Canada: Les évêques quittent Kairos, coalition œcuménique dédiée à la justice sociale

«Après mûre réflexion et discernement», la Conférence des évêques catholiques du Canada (CECC) a décidé, lors son Assemblée plénière d’automne, de mettre fin à son adhésion à Kairos, la plus importante coalition œcuménique nationale dédiée à la justice sociale, fondée en 2001.

Les dirigeants des Eglises et des organismes religieux membres de Kairos ont été informés de cette décision dans une lettre envoyée le 7 octobre 2016 par le président de la CECC, Mgr Douglas Crosby, évêque de Hamilton, précise le communiqué des évêques canadiens.

Selon les évêques, «cette décision fait suite à des consultations avec le Conseil permanent de la CECC, le Bureau de direction, la Commission pour la justice et la paix, et la Commission pour l’unité chrétienne, les relations religieuses avec les juifs et le dialogue interreligieux».

«Avec regret»

«Les évêques ont exprimé une satisfaction particulière pour l’attention que Kairos donne aux droits autochtones et à l’environnement, tout en reconnaissant que la CECC peut souvent prendre une approche différente à ces thèmes importants.

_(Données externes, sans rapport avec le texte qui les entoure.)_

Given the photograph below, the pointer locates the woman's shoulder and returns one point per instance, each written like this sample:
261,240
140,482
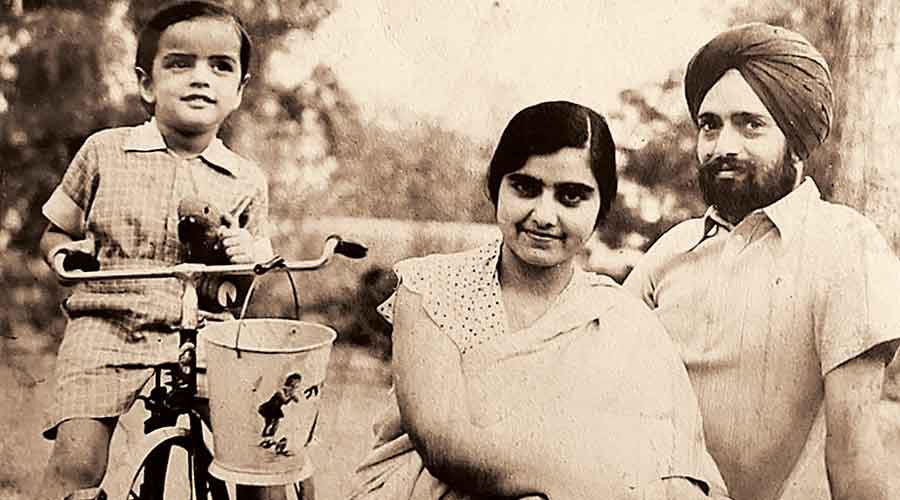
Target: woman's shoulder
625,314
446,267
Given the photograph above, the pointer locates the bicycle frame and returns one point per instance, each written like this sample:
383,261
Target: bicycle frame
166,404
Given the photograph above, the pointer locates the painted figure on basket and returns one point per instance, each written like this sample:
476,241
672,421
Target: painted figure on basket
272,413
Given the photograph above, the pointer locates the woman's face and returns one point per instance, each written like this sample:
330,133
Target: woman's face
547,209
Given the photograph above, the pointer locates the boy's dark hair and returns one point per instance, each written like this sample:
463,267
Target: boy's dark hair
548,127
148,40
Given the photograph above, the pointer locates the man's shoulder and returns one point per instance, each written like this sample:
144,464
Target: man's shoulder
841,222
681,237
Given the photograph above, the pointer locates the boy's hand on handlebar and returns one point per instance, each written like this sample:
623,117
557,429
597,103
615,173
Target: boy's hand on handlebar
236,241
78,255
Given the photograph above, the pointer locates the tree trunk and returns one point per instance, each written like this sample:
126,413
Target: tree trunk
867,83
867,86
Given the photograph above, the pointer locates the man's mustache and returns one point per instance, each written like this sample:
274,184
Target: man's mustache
726,163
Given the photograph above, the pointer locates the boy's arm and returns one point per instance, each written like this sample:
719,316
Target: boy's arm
52,239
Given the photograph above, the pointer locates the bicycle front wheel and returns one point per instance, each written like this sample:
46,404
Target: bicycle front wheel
167,468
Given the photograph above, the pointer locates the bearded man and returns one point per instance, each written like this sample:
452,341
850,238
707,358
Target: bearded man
786,307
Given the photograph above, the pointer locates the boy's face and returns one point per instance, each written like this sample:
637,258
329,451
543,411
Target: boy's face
196,80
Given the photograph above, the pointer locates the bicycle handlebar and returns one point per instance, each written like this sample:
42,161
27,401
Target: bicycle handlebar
334,244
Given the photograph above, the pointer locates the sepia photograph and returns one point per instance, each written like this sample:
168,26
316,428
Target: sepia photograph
449,250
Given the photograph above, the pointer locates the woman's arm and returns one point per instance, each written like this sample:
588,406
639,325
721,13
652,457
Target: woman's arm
430,392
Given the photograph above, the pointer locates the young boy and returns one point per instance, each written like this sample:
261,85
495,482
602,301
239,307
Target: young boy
119,200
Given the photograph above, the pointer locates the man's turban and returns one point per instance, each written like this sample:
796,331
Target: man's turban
788,74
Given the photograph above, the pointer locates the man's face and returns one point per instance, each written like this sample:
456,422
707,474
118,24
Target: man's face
744,160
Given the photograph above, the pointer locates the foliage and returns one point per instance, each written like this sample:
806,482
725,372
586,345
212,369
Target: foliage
657,165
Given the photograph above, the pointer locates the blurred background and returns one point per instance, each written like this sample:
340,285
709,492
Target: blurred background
374,120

La CECC reste déterminée à travailler au niveau œcuménique sur les initiatives de la justice et la paix qui sont conformes aux principes fondamentaux de l’œcuménisme. Cependant, les évêques du Canada ont déterminé que la façon dont Kairos est structuré, tout en étant parfaitement légitime, ne favorise pas le genre d’engagement œcuménique dont ils ont besoin…», écrit la CECC, qui dit avoir mis fin «avec regret» à sa participation à Kairos.

Des raisons restées vagues

Le communiqué de la CECC reste vague sur les raisons de sa décision, relève pour sa part le journaliste François Gloutnay, de l’agence d’information religieuse Présence, à Montréal, sur le site de la radio québécoise Radio VM (anciennement Radio Ville-Marie).

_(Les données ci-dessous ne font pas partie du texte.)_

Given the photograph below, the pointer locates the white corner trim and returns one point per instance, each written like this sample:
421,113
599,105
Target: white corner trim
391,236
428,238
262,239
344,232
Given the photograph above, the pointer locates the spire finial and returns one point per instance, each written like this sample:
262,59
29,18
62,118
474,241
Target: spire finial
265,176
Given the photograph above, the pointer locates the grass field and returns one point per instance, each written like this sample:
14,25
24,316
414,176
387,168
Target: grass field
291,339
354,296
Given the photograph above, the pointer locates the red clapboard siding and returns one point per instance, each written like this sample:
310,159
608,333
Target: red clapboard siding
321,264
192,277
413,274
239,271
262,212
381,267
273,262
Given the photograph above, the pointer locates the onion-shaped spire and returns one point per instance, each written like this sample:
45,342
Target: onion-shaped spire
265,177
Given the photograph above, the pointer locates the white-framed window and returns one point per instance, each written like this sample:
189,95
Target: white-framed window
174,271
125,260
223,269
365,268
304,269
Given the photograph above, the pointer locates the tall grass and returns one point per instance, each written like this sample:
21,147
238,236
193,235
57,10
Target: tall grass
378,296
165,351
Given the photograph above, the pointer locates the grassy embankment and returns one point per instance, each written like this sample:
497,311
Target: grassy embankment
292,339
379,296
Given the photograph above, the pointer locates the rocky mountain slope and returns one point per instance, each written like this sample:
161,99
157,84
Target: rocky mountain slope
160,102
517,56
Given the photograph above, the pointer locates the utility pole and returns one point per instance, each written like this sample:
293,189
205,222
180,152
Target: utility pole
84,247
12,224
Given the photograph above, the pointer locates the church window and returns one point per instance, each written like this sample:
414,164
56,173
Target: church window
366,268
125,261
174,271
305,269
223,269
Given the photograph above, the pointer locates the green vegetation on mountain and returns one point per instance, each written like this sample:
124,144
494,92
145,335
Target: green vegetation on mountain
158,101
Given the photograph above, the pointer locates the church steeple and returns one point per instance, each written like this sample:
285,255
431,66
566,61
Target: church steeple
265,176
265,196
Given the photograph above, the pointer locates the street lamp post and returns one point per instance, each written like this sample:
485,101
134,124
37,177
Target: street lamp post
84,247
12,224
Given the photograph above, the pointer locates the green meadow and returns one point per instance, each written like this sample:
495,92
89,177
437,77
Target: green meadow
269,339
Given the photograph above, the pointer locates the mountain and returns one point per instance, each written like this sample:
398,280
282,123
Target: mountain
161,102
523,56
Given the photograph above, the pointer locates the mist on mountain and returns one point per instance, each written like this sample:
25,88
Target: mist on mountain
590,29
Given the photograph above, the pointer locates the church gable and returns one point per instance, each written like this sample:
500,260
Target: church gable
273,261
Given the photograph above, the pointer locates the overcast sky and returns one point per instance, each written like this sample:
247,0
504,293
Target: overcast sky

Depuis 15 ans, Kairos offre aux différentes Eglises chrétiennes du Canada de poser des gestes et de parler d’une seule voix dans des dossiers de justice sociale, de désarmement et de protection de l’environnement. Onze Eglises et institutions en sont membres, dont l’Eglise anglicane du Canada, l’Eglise presbytérienne au Canada et l’Eglise Unie du Canada. Parmi les organismes qui en font partie, on note le Comité central mennonite et le Fonds du primat pour le secours et le développement mondial, lié à l’Eglise anglicane. Trois institutions catholiques en sont aussi membres: la Conférence religieuse canadienne (CRC), Développement et Paix et, jusqu’à tout récemment, la Conférence des évêques catholiques du Canada. La CECC est d’ailleurs un des membres fondateurs de Kairos.

«La CECC ne rendra pas publique» cette lettre, a toutefois déclaré à l’agence de presse Présence le porte-parole de la conférence épiscopale, René Laprise.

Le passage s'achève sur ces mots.